16年眠っていた「サトシ時代」のビットコイン600BTCが移動 約73億円相当、ナカモトとの関係に再び憶測
2010年に採掘されたビットコイン600BTCが、16年以上動きのなかったアドレスから移動した。サトシ・ナカモトとの関係をめぐる憶測が広がったが、ホエール・アラートは「ナカモトとの関連は確認できない」としている。

2010年に採掘されたビットコインが、16年以上の沈黙を破って動いた。
オンチェーンデータによると、合計600BTC、約4,800万ドル(約73億4,000万円)相当を保有していた12のアドレスが、土曜日に資金を移動させた。コインテレグラフが確認したデータで明らかになった。
ブロックチェーン取引追跡プラットフォームのホエール・アラートによれば、この600BTCは12個のビットコインブロックで得られたマイニング報酬に由来する。ただし、同社の調査では、ビットコインの匿名の創設者であるサトシ・ナカモトとの関連は見つかっていないという。
「われわれの調査に基づけば、いずれのブロックもサトシと結びつけることはできない」
ホエール・アラートの広報担当者はコインテレグラフにこう語り、ナカモトがまだ活動していた時期に採掘されたコインであることをめぐる過熱気味の憶測に一定の冷水を浴びせた。
ホエール・アラートは、12件すべてのマイニング報酬を追跡した。いずれも2010年3月に採掘されたビットコインブロックに由来する。当時、1ブロックあたりの報酬は50BTCだった。
その後、ビットコインのブロック報酬は4度の半減期を経て減少している。直近では2024年4月の半減期で、報酬は6.25BTCから現在の3.125BTCに引き下げられた。
今回の分析は、ホエール・アラートが先に公表していた7件の報酬に関する調査をさらに広げたものだ。同社は日曜日のX投稿で、この7件について、ナカモトが採掘したものではないと判断したブロックに由来すると説明していた。

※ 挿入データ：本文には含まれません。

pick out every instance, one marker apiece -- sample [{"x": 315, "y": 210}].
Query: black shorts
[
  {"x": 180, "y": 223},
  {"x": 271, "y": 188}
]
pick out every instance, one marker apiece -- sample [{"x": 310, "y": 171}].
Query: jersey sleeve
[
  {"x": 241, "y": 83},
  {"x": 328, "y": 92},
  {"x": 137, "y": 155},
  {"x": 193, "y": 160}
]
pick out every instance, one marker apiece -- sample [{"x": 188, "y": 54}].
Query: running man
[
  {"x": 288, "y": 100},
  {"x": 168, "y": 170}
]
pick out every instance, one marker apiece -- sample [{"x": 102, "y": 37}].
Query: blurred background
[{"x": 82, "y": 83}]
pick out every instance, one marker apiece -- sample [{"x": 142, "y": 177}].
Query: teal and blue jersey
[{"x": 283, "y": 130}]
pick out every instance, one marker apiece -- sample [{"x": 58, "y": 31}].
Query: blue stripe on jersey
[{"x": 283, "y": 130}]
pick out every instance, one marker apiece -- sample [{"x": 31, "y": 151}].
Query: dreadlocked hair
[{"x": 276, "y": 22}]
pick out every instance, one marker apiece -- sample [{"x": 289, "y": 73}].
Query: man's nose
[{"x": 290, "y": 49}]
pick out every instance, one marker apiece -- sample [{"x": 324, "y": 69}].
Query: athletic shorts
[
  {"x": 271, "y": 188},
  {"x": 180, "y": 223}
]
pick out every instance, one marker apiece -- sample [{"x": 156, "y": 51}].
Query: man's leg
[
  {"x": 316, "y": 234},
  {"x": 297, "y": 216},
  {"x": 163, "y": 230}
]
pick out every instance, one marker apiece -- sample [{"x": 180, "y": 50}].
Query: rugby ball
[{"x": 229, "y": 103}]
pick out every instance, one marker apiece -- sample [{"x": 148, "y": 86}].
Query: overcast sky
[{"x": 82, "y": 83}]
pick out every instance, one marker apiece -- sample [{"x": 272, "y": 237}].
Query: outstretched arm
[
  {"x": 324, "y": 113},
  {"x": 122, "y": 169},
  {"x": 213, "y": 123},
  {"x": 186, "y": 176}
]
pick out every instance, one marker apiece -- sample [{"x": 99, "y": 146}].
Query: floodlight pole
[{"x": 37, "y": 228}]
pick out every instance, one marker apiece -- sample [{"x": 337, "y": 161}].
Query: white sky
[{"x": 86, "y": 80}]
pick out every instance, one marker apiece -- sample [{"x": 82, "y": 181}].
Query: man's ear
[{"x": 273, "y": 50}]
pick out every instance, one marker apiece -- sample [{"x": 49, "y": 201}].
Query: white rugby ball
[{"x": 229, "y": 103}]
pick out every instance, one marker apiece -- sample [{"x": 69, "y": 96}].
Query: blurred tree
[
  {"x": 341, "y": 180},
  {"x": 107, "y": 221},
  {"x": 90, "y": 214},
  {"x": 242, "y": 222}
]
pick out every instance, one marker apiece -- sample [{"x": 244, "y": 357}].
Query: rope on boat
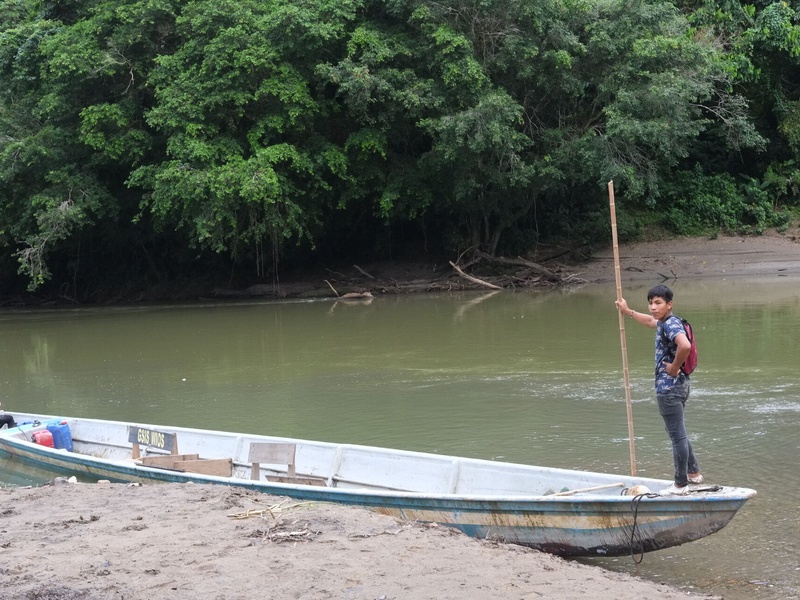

The mining blocks and addresses for the 12 dormant Bitcoin rewards. Source: Whale Alert
オンチェーン分析プラットフォームのルックオンチェーンも当初、16年半にわたり動きのなかった7つのマイナーウォレットが350BTCを移動したと指摘していた。これらのウォレットは、2010年3月のマイニングによってコインを得ていたという。
サトシ時代のビットコインだからといって、サトシのビットコインとは限らない。
今回の移動が注目を集めた理由のひとつは、これらのコインが、ナカモト本人がまだビットコインに関与していた時期にまでさかのぼるためだ。
ナカモトは2010年を通じてビットコインの開発やコミュニケーションに関わっていたが、その後、徐々にプロジェクトから距離を置いた。最後に確認されているやり取りは2011年4月のものとされている。
12のアドレスのうち1つは、2010年3月5日に50BTCのマイニング報酬を受け取り、2026年9月5日に新たなアドレスへコインを移動させたことが、ブロックチェーン・ドットコム上で確認できる。

One of the 12 addresses received a 50 BTC mining reward on March 5, 2010, and moved the coins to a new address on Sept. 5, 2026. Source: Blockchain.com
ホエール・アラートは、1件の報酬が他の多くの移動より数ブロック早く動いていた点にも言及した。同社によれば、この動きは、残りの送金に先立つテスト取引とみられるパターンと一致している。
なお、「サトシ時代」という言葉は、ナカモト本人が活動していた初期ビットコイン期を指すにすぎない。今回のように2010年に採掘されたコインであっても、それだけでナカモト本人の保有分と断定することはできない。